Jordan, the winningest player in Butler history, the two-time all conference player for the Bulldogs, three-time NCAA tournament participant, the coach who was a mere game away from bringing an 11-win Milwaukee team all the way to the NCAA tournament just last year, is now the coach behind Butler’s first-ever Big East Tournament victory.
The 75-74 win over Seton Hall demonstrated Ball’s coaching skill, as Butler trailed by seven in the game’s final minutes. The win is one Butler aficionados of the world hope is only the beginning of what will be a program-defining legacy.
“Jordan is a Butler man through and through,” said Butler Collegian sports editor Dana Lee.
Jordan made that evident at his introductory press conference.
“I can’t wait for the first game when I hear the chant: ‘BU – TLE – R U a Bulldog’…and I might stop coaching for a second and say, ‘Hell yeah,’” he said.
Jordan’s connections to Butler go beyond his playing days and in fact extend through most of his post-collegiate life.
After returning from a one-year stint playing overseas in Europe, he served for four years as an assistant on coach Todd Lickliter’s Butler staff before following him to Iowa, where he assisted Lickliter for three more years.
When Brad Stevens, Lickliter’s replacement, left Butler to lead the Boston Celtics in 2013, Jordan was one of the leading candidates to replace him, but was eventually passed up on in favor of Brandon Miller.
According to those who are close with him, he never stopped pining for the Butler job, and after missing out on it the first time was more than willing to lie in wait for another opportunity. In the meantime, he honed his coaching chops as an assistant coach at Michigan before eventually undertaking his one-year stint at Milwaukee.
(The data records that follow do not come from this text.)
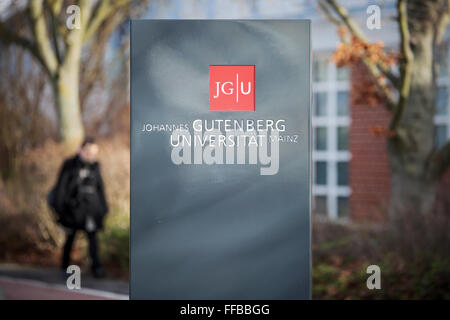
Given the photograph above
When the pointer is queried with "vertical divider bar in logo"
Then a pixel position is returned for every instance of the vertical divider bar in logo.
(226, 87)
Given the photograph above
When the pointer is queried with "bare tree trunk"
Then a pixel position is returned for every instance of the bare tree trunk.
(67, 101)
(413, 185)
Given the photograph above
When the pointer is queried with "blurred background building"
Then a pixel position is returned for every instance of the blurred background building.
(351, 169)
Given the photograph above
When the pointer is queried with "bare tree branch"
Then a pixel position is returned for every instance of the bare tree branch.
(55, 7)
(103, 10)
(374, 69)
(357, 32)
(39, 29)
(405, 64)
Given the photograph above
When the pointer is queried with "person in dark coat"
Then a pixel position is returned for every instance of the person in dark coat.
(80, 201)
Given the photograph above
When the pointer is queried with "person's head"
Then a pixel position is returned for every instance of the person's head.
(89, 150)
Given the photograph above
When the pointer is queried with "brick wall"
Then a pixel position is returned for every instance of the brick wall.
(369, 166)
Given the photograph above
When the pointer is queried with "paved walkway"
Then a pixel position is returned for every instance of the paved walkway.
(18, 282)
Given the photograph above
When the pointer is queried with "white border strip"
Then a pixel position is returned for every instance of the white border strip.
(87, 291)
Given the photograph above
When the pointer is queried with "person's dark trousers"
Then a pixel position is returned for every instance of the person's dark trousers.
(93, 249)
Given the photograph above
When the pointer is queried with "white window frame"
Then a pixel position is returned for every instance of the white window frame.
(331, 86)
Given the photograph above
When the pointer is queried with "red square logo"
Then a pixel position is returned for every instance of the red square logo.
(232, 88)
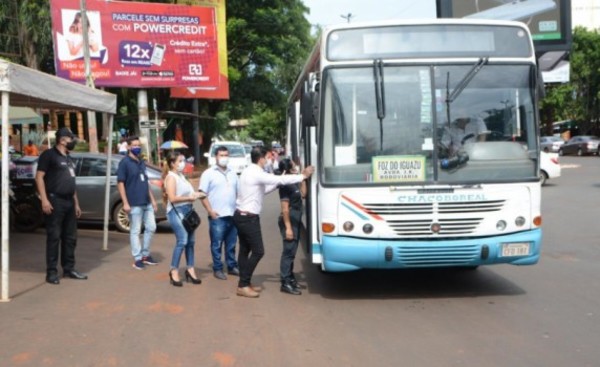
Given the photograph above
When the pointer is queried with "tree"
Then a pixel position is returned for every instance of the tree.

Seton Hall coach Kevin Willard said his three matches against Jordan this year have impressed him.
“I think LaVall has – the league is lucky to have him,” Willard said. “Obviously Butler is lucky to have him. And he’s done a phenomenal job.”
More specifically Williard pointed to Jordan’s superior usage of Martin Wideman and Kamar Baldwin down the stretch, something he believes Jordan improved upon from earlier in the season.
If the reaction of fans, team media and even his own rivals are anything to go by, Butler is indeed lucky to have him for any potential tournament run now, and for however many seasons his passion for Butler University basketball continues to light up Hinkle Fieldhouse and wherever else the Bulldogs need someone to steer them through it all.